Aida Sadr-Kiani teaches first grade at New American Academy Charter School. She previously taught at a high-achieving, rigidly structured charter school in Brooklyn. Sadr-Kiani called the pedagogy used there and at similar schools “archaic.” “Shimon brought this progressive pedagogy to an underserved community, and that goes against the popular trends in urban education,” she said. “It’s not just fascinating, it’s right.”
An unlikely cadre of supporters has embraced the model. Joel Klein, the pro-charter former chancellor of New York City’s schools, and Randi Weingarten, president of American Federation of Teachers, have had plenty to fight about — often on national television. But they both have spoken out in favor of Waronker’s model. The school’s website also boasts endorsements from a former CIA director, R. James Woolsey, and a former president, Bill Clinton, as well as from a host of expert educators.
The model also caught the attention of Chaya Teldon, interim head of school at The Jewish Academy, on Long Island. When the dean of the school stepped down, she approached Waronker almost immediately. “I had already asked him years before if there was a clone of him,” she said, laughing. “So I thought of him right away.”
Waronker began working with the school on a part-time basis last September. He and Teldon will begin slowly implementing the model at the 55-student school over the course of the next several months.
“This is exciting, because we are able to see it’s not just a district school, it’s not just a charter school. It can even happen in private schools — it can work for everything,” he said.
Teldon believes that the classic model of Jewish day schools is outdated, and that Waronker’s model will work with their existing structure to “really impact Jewish day schools nationwide.”
Waronker’s clearly flexible education philosophy stems from his experience turning around one of the roughest schools in the city.

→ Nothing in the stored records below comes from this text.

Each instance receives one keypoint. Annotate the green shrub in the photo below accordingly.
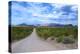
(68, 40)
(59, 39)
(18, 33)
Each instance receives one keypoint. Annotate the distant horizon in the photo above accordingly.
(33, 13)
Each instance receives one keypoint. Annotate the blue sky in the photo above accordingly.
(42, 13)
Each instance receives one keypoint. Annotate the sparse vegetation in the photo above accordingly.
(18, 33)
(63, 34)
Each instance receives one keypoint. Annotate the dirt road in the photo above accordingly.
(34, 44)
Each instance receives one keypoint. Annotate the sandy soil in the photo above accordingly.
(34, 44)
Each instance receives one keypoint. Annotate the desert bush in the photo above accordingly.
(68, 40)
(18, 33)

JHS 22, in the Bronx, was the 12th most violent school in New York City when Waronker was asked to take it over in 2004. While he called on his military background to inform his decision to cut off gang affiliations by transferring out gang leaders, he also took his mentor’s advice to break up the 770-student school into smaller parts so that teachers could get to know the students at a deeper level.
“I learned that relationships really do matter. That’s how you turn around schools — you don’t need a bat,” he said. “The kids just needed to know that someone cared for them.”
These relationships are one of the main things drawing parents to his charter school. Cynthia Bell was determined not to send her daughter, Autumn, to the low-performing school she was zoned to attend. Bell applied to more than 20 district schools and a dozen charter schools, and Autumn was accepted to many of them. But when New American Academy removed Autumn from the waiting list, Bell immediately pulled her daughter from the school she’d selected. Autumn is now in first grade at the school, and her second daughter will be starting in the fall as a kindergartener.
Bell’s teachers communicate with her regularly, texting her pictures of Autumn’s tests so that she can go over missed answers at home. “I like how engaged they are, and how engaged they let me be,” she said.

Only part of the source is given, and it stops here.